Modern Age

If the medieval period had marked the fate of the Castle of San Venanzo as closely related to the continuous taxes and harassment imposed by the substantial immobility of the Papal States, in the first half of the 18th century another large family, that of the Faina, suddenly breaks into the life of the Castle of San Venanzo making shocking changes to the economy of the area but, at the same time, laying the foundations for the destruction of the castle itself.

From the progenitor Filippo (late XVII century) building contractor from Montegabbione, to the greedy Angelo (1759-1843), to the forward-looking Venanzo (1787-1868), a rational strategy of marriages of convenience later turned into a targeted policy of investments for the purchase of agricultural land, practically at a sale price, from the Papal States to then make them fertile and productive with great reclamation works.

All this soon allowed Faina to acquire the noble title of Conti (1848) and to obtain with the Count Zeffirino Faina (1826-1917) first the hand of Napoleon’s granddaughter Luciana Bonaparte Valentini and then the title of senator of the Kingdom of Italy thanks to the patriotic merits acquired in the Risorgimento struggles in 1859 in Perugia.

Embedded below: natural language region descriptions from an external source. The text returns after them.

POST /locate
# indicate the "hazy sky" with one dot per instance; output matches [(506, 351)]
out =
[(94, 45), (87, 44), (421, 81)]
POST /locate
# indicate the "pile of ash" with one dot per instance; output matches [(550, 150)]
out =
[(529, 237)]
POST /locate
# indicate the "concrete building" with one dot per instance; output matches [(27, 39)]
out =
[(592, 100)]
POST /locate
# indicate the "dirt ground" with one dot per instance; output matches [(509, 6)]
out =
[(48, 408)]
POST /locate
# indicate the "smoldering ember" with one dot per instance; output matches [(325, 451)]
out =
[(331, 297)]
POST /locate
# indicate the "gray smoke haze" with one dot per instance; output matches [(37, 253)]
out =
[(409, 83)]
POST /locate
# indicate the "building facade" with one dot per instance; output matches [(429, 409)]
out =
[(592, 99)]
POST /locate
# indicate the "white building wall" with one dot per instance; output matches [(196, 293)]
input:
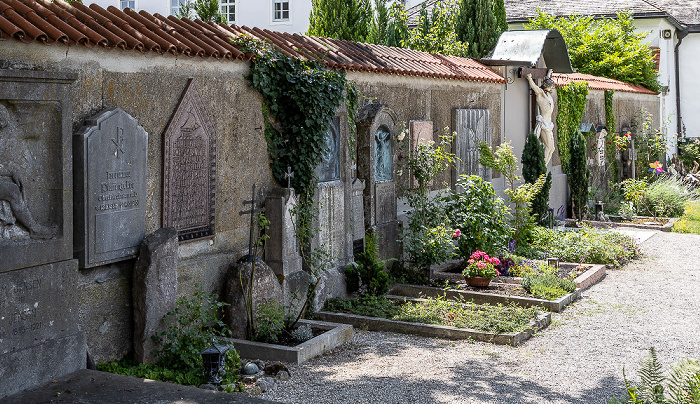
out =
[(251, 13), (690, 84)]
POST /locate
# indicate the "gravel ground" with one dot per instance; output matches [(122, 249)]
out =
[(579, 358)]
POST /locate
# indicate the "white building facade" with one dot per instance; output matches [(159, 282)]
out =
[(276, 15)]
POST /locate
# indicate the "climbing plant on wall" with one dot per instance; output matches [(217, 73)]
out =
[(571, 101), (610, 145), (300, 98)]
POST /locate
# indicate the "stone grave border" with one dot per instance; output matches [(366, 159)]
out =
[(434, 330), (336, 335), (667, 227), (594, 274), (482, 298)]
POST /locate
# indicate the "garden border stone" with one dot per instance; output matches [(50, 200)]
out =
[(667, 227), (593, 275), (437, 331), (336, 335), (482, 298)]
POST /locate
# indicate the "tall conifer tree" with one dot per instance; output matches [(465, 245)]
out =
[(476, 25)]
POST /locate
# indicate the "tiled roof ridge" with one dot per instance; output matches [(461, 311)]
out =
[(599, 83), (55, 21)]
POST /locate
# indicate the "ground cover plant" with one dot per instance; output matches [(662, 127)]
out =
[(690, 222), (587, 245), (192, 325), (497, 319), (681, 387)]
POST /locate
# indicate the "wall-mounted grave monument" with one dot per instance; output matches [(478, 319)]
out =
[(39, 336), (472, 126), (376, 162), (189, 172), (110, 187)]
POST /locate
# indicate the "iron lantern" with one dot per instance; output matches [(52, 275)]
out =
[(214, 358)]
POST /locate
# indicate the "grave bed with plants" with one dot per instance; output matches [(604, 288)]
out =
[(439, 318), (584, 275), (326, 337)]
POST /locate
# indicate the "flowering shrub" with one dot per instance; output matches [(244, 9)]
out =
[(480, 264)]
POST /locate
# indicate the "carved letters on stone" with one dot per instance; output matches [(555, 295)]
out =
[(189, 159), (472, 126), (110, 166)]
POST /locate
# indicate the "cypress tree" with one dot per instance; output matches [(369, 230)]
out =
[(578, 174), (533, 167), (350, 20), (499, 11), (476, 25)]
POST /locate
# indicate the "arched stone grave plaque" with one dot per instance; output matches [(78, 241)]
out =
[(189, 169), (472, 126), (110, 183), (376, 162)]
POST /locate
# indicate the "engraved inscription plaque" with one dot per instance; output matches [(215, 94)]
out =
[(110, 178), (189, 172), (472, 126)]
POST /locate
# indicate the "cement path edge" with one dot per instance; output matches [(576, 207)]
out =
[(437, 331), (336, 335), (556, 305)]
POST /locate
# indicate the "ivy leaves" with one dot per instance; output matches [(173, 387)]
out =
[(299, 100)]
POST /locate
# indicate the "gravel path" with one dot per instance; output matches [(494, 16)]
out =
[(579, 358)]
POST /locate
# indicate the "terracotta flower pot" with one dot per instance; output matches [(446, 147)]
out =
[(478, 281)]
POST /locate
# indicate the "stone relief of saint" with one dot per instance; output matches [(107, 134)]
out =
[(545, 127), (382, 156), (13, 208)]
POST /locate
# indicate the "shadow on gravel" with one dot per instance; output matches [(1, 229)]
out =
[(471, 381)]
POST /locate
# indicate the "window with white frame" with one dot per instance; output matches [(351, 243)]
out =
[(281, 10), (228, 10)]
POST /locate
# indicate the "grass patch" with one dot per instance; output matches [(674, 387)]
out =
[(690, 222), (497, 319)]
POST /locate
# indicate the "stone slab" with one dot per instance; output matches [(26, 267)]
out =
[(189, 168), (481, 298), (39, 323), (436, 331), (36, 144), (336, 335), (110, 187)]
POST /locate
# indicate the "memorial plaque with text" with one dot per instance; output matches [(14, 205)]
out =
[(110, 182), (189, 172)]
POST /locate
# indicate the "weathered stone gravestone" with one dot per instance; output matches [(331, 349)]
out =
[(472, 126), (189, 169), (154, 288), (376, 163), (110, 186), (39, 336)]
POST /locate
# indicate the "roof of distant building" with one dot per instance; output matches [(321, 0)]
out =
[(50, 22)]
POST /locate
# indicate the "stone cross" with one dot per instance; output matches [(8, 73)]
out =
[(253, 210), (289, 175)]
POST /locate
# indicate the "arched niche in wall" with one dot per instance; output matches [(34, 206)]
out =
[(376, 164)]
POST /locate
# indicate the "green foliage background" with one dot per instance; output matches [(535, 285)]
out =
[(606, 47)]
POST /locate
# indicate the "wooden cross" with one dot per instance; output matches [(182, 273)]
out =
[(289, 175), (252, 211)]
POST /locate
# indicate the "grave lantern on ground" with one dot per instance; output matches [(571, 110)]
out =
[(214, 358)]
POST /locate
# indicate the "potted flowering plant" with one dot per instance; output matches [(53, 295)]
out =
[(480, 269)]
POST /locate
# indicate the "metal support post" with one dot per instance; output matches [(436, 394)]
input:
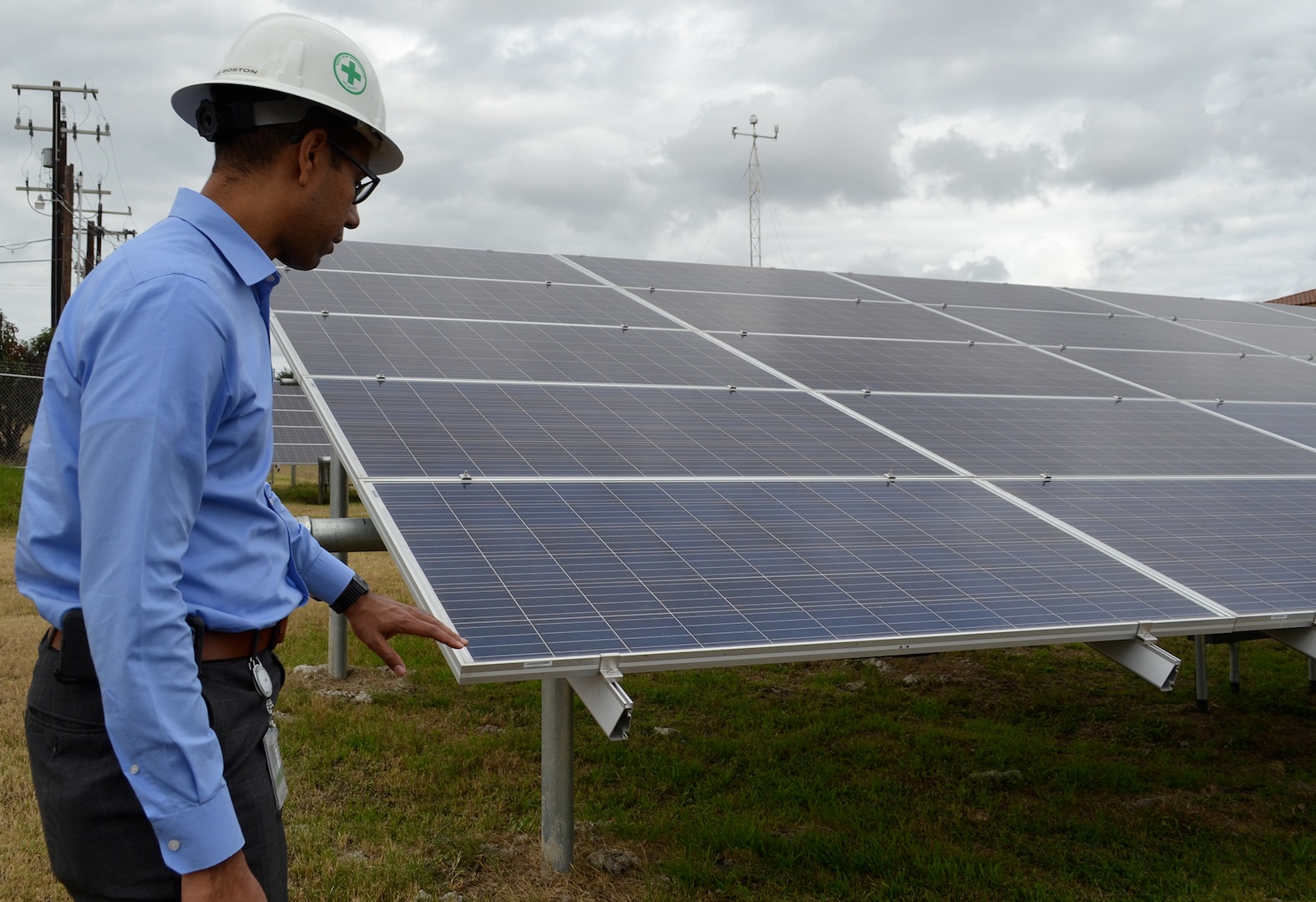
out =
[(557, 792), (337, 621), (1235, 678)]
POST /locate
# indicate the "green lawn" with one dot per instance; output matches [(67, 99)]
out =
[(1044, 773)]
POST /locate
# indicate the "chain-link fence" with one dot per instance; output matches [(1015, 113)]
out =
[(20, 394)]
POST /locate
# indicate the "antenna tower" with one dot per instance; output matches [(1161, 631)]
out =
[(756, 224)]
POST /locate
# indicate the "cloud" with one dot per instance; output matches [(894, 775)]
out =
[(1126, 145), (989, 269), (970, 170)]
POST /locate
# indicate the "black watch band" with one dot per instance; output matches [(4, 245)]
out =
[(349, 595)]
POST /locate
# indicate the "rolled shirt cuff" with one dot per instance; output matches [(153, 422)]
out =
[(200, 836)]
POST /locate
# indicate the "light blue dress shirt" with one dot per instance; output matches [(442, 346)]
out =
[(145, 500)]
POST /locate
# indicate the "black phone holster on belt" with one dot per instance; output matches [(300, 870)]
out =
[(75, 664)]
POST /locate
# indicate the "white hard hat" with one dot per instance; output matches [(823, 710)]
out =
[(306, 62)]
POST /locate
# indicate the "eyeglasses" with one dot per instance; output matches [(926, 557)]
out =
[(365, 185), (369, 180)]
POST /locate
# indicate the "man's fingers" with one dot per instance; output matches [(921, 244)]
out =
[(388, 656)]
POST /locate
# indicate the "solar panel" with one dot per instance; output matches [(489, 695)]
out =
[(577, 459), (297, 435), (1247, 544)]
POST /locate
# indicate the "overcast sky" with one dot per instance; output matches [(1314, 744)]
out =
[(1136, 145)]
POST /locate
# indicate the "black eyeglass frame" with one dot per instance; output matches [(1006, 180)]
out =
[(363, 187)]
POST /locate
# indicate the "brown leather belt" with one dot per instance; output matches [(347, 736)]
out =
[(220, 646)]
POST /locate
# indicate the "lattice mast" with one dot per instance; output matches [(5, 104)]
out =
[(756, 223)]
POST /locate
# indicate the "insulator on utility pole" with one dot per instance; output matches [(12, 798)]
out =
[(756, 224), (66, 192)]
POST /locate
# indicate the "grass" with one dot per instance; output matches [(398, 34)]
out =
[(1042, 773)]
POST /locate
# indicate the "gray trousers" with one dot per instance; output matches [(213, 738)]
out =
[(100, 844)]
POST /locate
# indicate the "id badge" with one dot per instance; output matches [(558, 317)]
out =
[(276, 762)]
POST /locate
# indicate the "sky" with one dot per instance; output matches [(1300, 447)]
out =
[(1135, 145)]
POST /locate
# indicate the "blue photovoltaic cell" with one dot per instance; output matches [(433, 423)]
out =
[(471, 299), (625, 500), (1295, 311), (1206, 377), (549, 570), (415, 260), (955, 367), (297, 435), (1247, 545), (708, 276), (441, 429), (1295, 422), (1197, 308), (1027, 436), (1094, 331), (982, 294), (832, 317), (1293, 338), (369, 345)]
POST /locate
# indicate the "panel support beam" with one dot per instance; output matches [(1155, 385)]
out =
[(1302, 639), (605, 699), (1144, 657), (337, 621), (557, 789), (347, 534)]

On the other hand, the grandson Eugenio Faina (1846-1926), son of his brother Claudio (1812-1874) killed by bandits, was responsible for the reclamation of the lands in Spante and San Venanzo and the great innovations implemented together with his uncle, with the introduction of the first experimental vineyards, the foundation of the Faculty of Agriculture of Perugia and the diffusion of Faina agricultural schools on the national territory.